Um dia, quando era pequena, a minha avó materna, que era muito religiosa, contou-me uma história. Adorava que ela me contasse histórias. Naquele dia foi " a minha " história... E nunca a esquecerei. Disse-me ela:
" Sabes, Deus escolheu-te. Quis que fosses surda. Isso quer dizer que espera que transmitas alguma coisa aos outros, às pessoas que ouvem. Se tu ouvisses, se calhar não eras nada. Serias uma menina banal, incapaz de levar alguma coisa aos outros. Mas ele quis que fosses surda, para dares alguma coisa ao mundo."
Deus, eu não sabia bem o que era. Não recebi educação religiosa, os meus pais não quiseram.
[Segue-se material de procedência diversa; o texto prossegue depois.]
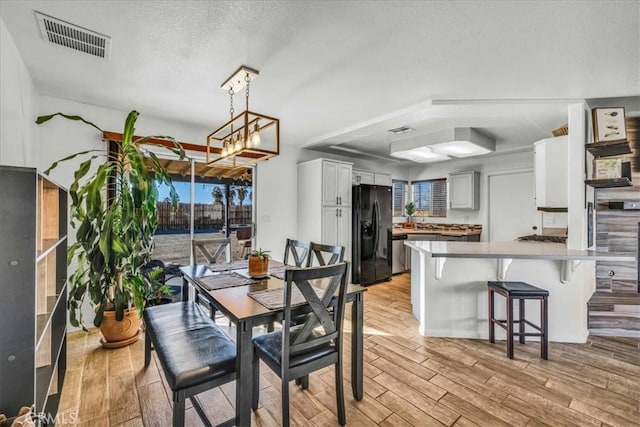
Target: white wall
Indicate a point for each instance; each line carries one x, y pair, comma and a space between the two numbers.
18, 105
486, 166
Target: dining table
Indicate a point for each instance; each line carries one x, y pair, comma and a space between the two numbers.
228, 289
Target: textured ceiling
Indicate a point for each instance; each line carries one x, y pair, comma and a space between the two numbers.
333, 71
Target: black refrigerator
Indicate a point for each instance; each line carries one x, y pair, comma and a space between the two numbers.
372, 212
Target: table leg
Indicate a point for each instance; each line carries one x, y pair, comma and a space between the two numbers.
357, 352
244, 374
185, 289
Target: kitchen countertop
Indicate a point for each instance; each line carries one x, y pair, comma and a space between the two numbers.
444, 232
512, 250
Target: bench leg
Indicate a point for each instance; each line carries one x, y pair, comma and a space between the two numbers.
521, 320
147, 348
544, 318
178, 408
509, 328
492, 333
255, 393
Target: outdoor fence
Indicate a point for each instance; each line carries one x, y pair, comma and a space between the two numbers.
207, 217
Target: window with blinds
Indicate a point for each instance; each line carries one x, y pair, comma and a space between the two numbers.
430, 197
399, 193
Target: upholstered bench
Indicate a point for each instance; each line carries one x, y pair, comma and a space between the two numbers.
195, 354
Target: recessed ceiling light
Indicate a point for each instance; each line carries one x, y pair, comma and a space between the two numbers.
401, 130
420, 155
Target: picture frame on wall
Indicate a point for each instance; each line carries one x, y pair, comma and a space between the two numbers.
608, 124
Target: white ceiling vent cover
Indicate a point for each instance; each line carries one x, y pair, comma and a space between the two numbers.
65, 34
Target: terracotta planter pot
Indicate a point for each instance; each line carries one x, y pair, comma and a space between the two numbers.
124, 332
258, 267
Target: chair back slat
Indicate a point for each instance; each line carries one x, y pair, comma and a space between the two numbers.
298, 250
321, 326
222, 246
325, 254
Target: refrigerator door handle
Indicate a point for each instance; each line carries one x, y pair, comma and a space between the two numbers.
376, 220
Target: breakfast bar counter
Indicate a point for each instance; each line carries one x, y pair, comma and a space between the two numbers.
449, 281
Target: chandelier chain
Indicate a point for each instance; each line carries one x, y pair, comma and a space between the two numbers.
247, 79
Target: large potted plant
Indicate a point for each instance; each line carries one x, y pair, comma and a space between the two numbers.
114, 237
410, 209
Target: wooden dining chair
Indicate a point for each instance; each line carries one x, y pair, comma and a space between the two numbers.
297, 350
298, 250
220, 246
325, 254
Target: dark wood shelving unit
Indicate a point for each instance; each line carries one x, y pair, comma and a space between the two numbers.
609, 183
609, 148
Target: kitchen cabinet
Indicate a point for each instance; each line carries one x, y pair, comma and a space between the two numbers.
371, 178
33, 267
382, 179
362, 177
336, 227
324, 203
464, 190
551, 164
336, 183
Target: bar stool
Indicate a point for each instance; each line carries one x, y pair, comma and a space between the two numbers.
520, 291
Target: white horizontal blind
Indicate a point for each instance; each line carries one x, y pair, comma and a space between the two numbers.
399, 190
430, 197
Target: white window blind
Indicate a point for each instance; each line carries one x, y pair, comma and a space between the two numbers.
399, 192
430, 197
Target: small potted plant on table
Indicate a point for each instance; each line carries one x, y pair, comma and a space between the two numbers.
258, 263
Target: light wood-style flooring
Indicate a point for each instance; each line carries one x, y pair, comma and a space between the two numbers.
409, 380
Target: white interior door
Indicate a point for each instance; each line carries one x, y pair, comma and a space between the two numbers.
512, 210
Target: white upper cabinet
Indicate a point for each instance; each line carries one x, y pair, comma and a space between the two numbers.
362, 177
464, 190
551, 163
382, 179
336, 183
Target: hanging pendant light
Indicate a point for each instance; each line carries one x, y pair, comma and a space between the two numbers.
242, 141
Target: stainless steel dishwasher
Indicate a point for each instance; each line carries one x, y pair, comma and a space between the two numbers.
398, 262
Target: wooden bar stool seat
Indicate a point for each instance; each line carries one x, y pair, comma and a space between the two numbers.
520, 291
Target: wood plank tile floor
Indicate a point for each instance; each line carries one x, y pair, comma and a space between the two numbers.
409, 380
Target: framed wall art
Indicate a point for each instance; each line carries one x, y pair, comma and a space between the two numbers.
608, 124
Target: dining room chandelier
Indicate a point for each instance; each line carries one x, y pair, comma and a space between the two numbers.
247, 137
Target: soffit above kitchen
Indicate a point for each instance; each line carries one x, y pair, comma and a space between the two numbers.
330, 70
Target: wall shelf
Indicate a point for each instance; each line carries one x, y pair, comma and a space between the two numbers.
609, 183
609, 148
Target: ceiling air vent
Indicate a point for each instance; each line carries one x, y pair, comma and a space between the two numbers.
65, 34
401, 130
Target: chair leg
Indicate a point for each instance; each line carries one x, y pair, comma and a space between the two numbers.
492, 326
285, 401
255, 394
147, 348
342, 417
178, 409
509, 328
521, 323
304, 382
544, 318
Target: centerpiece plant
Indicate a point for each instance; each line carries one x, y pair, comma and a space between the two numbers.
258, 263
114, 236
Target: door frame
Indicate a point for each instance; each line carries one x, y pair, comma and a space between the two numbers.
487, 198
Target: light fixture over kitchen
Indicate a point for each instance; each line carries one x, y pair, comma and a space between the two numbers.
456, 143
246, 138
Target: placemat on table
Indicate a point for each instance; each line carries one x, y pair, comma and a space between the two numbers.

A minha mãe tinha sido vítima da fé da minha avó, que falava de Deus como se O conhecesse pessoalmente. Cheia de certezas. Ele tinha querido que eu fosse surda. E eu ia dar alguma coisa ao mundo.
A minha avó transmitiu-me uma espécie de filosofia da existência. Uma solidez. Uma vontade.
Mas sou eu que me ultrapasso, avó; não é de Deus que eu tiro a minha força, é de mim mesma.
Sinto que há algures um espírito, qualquer coisa acima de nós. Ignoro se é Deus. Para mim, não tem nome. É uma força superior. Por vezes falo-LHE. Quando desejo intensamente uma coisa, como não ter medo, ser bem-sucedida, atingir um alvo, ultrapassar-me, falo-LHE como se estivesse a dirigir-me a uma pessoa qualquer. Talvez a mim mesma. Ou a alguém que toma conta de mim. Na realidade, é um diálogo interior.
Como gaivota voluntariosa, digo: " Deixa de ter medo, deixa de te apavorares, vais conseguir. Segue em frente! Atira-te de cabeça!" E uma outra voz responde-me, a da gaivota filósofa: " Vês, está tudo bem, não tens medo, não estás apavorada. Vais conseguir, está tudo bem, já conseguiste!"